Late for my own wedding …And the problem with white wedding lingerie!
There I stood.
Last quick kiss for my mum before she and my sisters climbed into the waiting car.
White ribbons dancing in the wind.
Fresh cut flowers.
This is it.
Time for the dress.
The car would be back in 30 minutes.
Up the stairs.
Just me, dad, my hairdresser and my veil.
Ready to go downstairs.
Neither have seen it before.
Dad is beaming.
They’re both beaming.
A moments flinch from my hairdresser.
What is it?
’Erm, I think you can see your underwear!’
Back up to the mirror.
Clear as day.
You could see the pattern of the white lace.
HOW is that even possible?
It’s a lined, satin dress.
It’s not thin white cotton.
How can you possibly SEE underwear through it?
Typical white ’wedding’ lingerie.
HOW could that even possibly be a problem under a wedding dress?
Everybody knows you don’t wear white underwear under white clothes.
Surely that doesn’t count for a wedding dress??
I don’t think I’ve ever even seen skin coloured ’wedding’ lingerie!
Aren’t you supposed to wear the white lingerie under your dress?
I’ve got NOTHING else!
The case was packed and already at the hotel.
I have absolutely NOTHING else.
Even dad’s understood I can’t wear that underwear!
– And that’s saying something.
’I’ll look in your mum’s draw!’
I didn’t even need to put words to the look on my face.
’I’m driving into town and buying something skin-coloured commands my hairdresser.
’What’s your size?’
And out she ran.
I can’t even believe what’s happening here.
Ok, the car isn’t here yet.
Dad comes down empty handed.
Please God, let’s have a shared understanding that I CANNOT POSSIBLY get married in my mums underwear.
I don’t even want to start that conversation.
’Shall we have a cup of tea’ I venture?
I don’t know if that was the unequivocal moment of truth proving my absolute Englishness?
An expression of complete faith in my hairdresser?
Thorough RESOLVE that this situation was despite all odds going to be ok.

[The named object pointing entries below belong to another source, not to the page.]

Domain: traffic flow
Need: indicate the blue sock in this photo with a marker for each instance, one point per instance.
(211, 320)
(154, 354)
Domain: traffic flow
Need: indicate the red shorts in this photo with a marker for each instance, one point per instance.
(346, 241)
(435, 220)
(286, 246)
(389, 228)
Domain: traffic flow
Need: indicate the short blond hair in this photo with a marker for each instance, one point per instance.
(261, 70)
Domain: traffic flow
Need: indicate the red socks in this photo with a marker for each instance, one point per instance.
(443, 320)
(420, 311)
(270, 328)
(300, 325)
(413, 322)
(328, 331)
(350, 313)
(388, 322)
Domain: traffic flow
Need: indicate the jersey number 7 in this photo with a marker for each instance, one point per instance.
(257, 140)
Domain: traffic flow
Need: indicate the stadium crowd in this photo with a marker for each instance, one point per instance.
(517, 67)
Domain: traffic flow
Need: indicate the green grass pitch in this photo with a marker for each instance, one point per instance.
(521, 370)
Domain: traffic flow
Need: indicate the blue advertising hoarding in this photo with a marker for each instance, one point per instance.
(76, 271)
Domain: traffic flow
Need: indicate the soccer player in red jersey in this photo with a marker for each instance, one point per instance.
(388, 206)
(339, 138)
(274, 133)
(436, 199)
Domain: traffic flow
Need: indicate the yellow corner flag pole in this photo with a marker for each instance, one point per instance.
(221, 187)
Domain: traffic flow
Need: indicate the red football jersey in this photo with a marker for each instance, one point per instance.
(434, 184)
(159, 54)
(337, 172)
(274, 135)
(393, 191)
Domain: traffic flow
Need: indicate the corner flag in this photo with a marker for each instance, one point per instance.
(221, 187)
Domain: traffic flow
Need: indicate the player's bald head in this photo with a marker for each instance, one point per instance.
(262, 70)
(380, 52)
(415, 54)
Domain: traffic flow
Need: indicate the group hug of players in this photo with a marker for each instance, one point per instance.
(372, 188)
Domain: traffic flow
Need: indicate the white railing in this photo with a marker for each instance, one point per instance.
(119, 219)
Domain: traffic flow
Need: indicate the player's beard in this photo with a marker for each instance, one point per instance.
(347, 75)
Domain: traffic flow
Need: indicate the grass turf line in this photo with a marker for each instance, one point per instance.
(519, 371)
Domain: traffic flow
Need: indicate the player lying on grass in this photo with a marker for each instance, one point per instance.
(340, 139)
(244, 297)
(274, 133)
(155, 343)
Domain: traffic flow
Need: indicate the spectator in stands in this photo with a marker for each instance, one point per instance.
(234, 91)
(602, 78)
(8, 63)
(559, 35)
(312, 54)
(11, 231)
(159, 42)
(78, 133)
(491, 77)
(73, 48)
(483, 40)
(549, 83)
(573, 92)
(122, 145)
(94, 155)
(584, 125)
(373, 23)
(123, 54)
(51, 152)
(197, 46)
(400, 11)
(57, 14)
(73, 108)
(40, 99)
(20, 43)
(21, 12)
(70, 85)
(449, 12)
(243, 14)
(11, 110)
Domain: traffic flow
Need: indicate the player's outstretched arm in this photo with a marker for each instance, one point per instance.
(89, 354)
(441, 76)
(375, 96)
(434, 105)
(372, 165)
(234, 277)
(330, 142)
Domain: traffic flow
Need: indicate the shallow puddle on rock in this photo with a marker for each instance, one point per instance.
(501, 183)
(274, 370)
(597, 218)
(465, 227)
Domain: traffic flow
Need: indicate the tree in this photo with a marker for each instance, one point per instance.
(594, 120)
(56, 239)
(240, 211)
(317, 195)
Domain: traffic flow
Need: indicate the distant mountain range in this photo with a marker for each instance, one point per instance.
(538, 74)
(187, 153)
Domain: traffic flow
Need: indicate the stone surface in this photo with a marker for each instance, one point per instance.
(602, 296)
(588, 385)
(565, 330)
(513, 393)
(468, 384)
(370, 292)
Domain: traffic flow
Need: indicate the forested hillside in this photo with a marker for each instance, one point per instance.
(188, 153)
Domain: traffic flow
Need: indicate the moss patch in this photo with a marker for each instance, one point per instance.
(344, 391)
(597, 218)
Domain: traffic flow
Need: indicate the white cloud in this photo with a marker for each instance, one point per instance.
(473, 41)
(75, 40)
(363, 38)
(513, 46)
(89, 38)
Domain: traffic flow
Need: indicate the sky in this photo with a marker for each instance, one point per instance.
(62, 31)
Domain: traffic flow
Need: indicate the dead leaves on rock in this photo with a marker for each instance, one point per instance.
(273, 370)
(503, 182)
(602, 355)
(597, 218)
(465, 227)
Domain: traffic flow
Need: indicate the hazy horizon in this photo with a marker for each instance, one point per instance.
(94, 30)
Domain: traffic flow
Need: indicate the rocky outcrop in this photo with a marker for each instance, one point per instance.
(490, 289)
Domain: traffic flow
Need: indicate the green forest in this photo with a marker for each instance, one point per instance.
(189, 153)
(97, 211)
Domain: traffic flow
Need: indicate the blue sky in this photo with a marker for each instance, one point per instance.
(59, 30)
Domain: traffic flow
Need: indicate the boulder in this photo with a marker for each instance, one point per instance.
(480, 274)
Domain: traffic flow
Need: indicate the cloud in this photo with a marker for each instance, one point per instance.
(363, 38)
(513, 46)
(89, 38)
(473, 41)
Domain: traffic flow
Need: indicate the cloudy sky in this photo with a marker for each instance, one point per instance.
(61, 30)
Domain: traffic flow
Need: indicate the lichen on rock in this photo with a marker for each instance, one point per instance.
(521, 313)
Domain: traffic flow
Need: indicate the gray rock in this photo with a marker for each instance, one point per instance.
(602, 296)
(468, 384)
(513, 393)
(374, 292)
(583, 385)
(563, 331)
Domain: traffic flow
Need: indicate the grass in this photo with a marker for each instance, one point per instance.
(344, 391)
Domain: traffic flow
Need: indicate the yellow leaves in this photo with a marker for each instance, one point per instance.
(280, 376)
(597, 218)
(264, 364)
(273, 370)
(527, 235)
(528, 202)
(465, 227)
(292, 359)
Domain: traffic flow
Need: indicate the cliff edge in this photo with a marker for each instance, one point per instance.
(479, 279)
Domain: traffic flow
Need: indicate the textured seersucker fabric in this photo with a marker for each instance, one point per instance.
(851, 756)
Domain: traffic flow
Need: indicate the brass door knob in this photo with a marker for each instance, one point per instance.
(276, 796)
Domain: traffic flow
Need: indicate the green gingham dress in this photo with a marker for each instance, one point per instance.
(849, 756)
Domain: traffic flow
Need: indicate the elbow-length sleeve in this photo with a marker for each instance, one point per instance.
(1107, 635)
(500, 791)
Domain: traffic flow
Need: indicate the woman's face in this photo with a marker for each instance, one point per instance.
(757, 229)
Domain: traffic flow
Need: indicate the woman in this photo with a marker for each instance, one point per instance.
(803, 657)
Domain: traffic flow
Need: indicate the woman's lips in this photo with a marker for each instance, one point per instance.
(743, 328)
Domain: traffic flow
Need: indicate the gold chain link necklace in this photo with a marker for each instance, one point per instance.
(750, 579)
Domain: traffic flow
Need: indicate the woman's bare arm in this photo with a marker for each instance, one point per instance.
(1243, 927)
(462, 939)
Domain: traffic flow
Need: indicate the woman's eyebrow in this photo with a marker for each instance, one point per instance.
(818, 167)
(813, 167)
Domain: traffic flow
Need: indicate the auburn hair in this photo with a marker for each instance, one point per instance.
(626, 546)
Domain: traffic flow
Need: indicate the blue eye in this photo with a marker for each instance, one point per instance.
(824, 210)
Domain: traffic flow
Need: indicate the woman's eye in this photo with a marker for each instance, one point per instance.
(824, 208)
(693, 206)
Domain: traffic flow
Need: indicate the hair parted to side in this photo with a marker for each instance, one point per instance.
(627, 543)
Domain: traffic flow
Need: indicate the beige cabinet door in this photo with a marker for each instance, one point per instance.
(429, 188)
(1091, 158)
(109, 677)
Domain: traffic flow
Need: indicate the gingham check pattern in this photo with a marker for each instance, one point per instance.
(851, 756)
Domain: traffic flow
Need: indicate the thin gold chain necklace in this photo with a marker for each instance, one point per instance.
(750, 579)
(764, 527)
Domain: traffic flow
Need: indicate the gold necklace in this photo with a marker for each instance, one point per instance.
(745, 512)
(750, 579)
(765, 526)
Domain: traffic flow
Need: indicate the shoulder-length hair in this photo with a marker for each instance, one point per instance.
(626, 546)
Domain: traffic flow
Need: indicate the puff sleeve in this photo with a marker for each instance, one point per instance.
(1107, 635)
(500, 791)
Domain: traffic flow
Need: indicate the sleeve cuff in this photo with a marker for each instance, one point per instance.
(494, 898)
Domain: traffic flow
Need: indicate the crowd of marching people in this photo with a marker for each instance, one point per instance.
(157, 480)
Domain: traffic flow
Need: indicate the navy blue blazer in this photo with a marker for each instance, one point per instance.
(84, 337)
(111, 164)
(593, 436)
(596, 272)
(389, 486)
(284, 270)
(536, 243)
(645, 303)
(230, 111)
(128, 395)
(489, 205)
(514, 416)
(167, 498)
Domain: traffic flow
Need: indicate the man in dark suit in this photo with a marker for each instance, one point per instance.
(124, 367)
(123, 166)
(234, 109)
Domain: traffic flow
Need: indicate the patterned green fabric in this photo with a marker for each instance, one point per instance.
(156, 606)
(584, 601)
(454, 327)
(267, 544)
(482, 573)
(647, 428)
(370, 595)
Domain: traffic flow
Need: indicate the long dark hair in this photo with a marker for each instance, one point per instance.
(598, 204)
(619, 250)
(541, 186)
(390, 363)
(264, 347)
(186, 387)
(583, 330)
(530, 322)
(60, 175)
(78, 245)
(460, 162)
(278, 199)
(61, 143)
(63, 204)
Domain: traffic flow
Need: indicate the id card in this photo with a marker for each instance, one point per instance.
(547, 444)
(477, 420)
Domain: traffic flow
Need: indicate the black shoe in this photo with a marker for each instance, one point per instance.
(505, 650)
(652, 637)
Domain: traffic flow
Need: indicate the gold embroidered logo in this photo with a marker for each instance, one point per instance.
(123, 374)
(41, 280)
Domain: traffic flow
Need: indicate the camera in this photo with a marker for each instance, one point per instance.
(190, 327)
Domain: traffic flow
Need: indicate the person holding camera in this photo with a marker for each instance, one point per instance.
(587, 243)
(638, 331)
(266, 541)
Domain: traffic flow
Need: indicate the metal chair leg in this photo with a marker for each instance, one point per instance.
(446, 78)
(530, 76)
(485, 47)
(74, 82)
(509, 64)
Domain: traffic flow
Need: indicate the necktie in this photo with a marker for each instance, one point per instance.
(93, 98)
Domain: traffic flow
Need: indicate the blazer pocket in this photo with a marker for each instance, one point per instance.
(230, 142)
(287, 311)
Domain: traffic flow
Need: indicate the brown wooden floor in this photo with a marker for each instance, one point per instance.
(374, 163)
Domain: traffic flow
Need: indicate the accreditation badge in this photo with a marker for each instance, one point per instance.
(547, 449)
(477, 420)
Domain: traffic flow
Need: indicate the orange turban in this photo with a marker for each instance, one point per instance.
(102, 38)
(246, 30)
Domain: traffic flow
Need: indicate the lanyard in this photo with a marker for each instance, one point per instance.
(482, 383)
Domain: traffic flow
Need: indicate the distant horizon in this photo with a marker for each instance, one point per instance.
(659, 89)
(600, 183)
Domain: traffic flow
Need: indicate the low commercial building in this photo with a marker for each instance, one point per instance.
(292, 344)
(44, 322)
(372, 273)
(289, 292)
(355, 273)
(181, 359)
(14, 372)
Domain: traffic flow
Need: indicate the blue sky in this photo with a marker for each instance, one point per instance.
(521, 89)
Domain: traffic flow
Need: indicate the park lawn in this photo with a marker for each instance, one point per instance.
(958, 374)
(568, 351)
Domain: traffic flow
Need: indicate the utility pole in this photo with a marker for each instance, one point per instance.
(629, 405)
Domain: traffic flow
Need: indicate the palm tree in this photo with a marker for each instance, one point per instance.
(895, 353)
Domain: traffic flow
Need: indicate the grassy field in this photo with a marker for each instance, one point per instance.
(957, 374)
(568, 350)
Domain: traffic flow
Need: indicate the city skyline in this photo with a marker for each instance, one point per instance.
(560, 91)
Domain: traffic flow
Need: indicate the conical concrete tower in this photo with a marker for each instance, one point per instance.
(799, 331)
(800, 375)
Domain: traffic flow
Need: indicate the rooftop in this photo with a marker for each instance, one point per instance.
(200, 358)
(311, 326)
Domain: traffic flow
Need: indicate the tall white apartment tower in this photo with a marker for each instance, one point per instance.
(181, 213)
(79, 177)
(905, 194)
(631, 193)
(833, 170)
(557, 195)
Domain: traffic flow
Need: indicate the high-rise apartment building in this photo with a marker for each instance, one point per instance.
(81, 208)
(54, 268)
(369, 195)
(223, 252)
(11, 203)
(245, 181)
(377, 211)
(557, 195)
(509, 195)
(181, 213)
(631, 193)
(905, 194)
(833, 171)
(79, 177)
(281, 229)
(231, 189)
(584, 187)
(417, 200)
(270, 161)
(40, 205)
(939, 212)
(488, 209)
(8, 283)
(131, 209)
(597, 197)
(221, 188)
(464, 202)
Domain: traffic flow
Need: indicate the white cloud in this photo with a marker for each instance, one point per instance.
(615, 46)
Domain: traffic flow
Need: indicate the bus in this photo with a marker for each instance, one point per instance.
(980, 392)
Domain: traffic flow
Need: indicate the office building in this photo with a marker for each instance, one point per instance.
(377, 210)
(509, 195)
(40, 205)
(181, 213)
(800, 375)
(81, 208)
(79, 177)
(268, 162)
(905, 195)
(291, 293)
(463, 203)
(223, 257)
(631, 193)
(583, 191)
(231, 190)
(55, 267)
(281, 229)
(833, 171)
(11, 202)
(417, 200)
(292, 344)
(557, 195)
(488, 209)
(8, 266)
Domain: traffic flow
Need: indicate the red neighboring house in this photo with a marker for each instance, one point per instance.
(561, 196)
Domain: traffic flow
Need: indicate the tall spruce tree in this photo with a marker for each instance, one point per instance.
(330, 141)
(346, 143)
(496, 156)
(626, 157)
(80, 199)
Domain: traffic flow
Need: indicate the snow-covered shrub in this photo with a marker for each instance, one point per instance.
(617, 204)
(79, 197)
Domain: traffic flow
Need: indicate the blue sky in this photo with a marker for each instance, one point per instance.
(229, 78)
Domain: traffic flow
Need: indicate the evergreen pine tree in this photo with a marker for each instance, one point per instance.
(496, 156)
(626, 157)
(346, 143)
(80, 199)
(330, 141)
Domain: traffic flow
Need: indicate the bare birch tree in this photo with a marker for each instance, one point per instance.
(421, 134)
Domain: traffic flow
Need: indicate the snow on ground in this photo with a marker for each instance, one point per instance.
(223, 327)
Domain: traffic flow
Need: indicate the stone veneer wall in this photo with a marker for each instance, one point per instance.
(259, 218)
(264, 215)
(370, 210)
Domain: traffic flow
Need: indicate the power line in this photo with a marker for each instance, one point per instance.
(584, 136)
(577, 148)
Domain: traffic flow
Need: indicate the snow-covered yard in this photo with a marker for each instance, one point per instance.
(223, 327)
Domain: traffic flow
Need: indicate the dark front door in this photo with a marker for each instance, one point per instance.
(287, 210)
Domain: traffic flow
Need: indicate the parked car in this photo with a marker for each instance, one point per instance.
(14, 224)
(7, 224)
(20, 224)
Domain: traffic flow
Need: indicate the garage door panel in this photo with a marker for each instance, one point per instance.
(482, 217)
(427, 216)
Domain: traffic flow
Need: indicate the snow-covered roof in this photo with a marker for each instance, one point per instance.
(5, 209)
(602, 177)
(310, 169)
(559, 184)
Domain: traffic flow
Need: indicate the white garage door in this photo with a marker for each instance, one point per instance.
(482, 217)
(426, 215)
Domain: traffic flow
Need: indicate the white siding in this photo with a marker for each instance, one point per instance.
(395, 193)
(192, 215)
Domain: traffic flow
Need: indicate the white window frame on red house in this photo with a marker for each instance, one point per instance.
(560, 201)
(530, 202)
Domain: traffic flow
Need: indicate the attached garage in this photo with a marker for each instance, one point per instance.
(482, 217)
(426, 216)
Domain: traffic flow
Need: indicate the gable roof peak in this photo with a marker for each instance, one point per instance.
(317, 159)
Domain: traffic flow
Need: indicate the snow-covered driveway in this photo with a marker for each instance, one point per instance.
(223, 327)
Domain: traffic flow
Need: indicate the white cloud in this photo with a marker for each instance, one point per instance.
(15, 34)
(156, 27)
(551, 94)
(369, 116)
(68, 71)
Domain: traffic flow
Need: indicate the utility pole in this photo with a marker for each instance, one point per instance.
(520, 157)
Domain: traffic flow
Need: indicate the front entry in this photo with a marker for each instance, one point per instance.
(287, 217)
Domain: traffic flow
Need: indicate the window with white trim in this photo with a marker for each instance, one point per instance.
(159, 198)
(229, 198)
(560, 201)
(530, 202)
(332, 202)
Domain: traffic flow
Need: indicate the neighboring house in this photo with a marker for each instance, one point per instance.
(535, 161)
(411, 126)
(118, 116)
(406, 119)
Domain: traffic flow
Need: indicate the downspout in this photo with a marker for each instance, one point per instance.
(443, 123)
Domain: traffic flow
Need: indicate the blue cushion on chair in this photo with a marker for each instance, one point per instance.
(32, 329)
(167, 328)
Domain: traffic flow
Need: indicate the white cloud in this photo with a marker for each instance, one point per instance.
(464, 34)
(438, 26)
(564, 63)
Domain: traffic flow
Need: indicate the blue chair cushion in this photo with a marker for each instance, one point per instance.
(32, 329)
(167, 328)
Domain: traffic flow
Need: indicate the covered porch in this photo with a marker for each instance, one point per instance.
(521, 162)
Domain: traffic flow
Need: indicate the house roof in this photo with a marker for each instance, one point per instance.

The utter completeness of my optimism.
Or a gesture of total relief at not needing to dwell a split second longer on the thought of getting married in my mum’s underwear!
Dad made tea.
Still no car.
But no hairdresser either.
I’m not from a big town.
I can see two advantages in that, and one possibly fatal negative.
- You can pretty much park in front of a shop and run in.
- The shops are so close together you can definitely run from one to the next in a matter of seconds.
- I can only think of four shops that even sell underwear!
What if they don’t have anything?
Everyone knows that everyone needs skin-coloured underwear.
Especially in the summer.
It’s going to be fine!
(Sometimes I think you just have to tell yourself things.
Preferably in such a tone that it is absolutely impossible to disagree).
Really, the wedding car should be here about now.
I wonder what’s happened to that?
The chauffeur was going to drop them off and come right back right?
What else would they be doing?
Maybe he ran into a bit of traffic.
It’s a nice day at least.
Maybe I don’t need to be standing by the open door in my dressing-gown!
’What do you think’s happened with the wedding car?
…He must have got stuck behind a tractor or something!
Just as well!
We’re not exactly ready here anyway.’
What was dad supposed to contribute to that conversation?
Obviously it wasn’t a ’question’ at all.
A little soul searching.
A little stretching of my optimism.
…Are we going to be late?
Where’s the car anyway?
The wedding car should have been here by now.
And I STILL DON’T HAVE ANY KNICKERS!
WHY haven’t I tried everything on together before?
I’ve tested the hair.
Measured, fitted and tried the dress.
Tried the lingerie.
WHY didn’t I put them on together?
Why haven’t I stood in front of a mirror and checked every single angle?
I’ve read EVERY wedding magazine published in the last 6 months.
I’ve NEVER read an article about buying skin-coloured lingerie.
It should have been a headline on the front-page of at least one/month!
I don’t remember even seeing a spread of skin-coloured lingerie.
There’s a car!
I bet she can’t find anything.
I’m not wearing any then!!
This is going to be a long day.
I’d REALLY rather have underwear.
I’m about to walk into a church for goodness sakes!
In RUNS my heroine.
She’s been to all four shops.
These are the ONLY ones she can find.
I don’t care!
They’re my size.
They’re skin coloured.
Dress back on.
Down the stairs.
They’ve both seen it before.
Dad is beaming.
They’re both beaming.
Definitely a body scanning gaze.
But not a moments flinch.
A few quick photos outside.
They’ve only been waiting 40 minutes!
…But it’s not the wedding they’ll always remember because the first thing they saw as the bride came into the church was her knickers!
Linking Late for my Own Wedding and the Problem with White Wedding Lingerie with #BrilliantBlogPosts
My Word of the Week: Lingerie
Yes, well I think that one was self explanatory!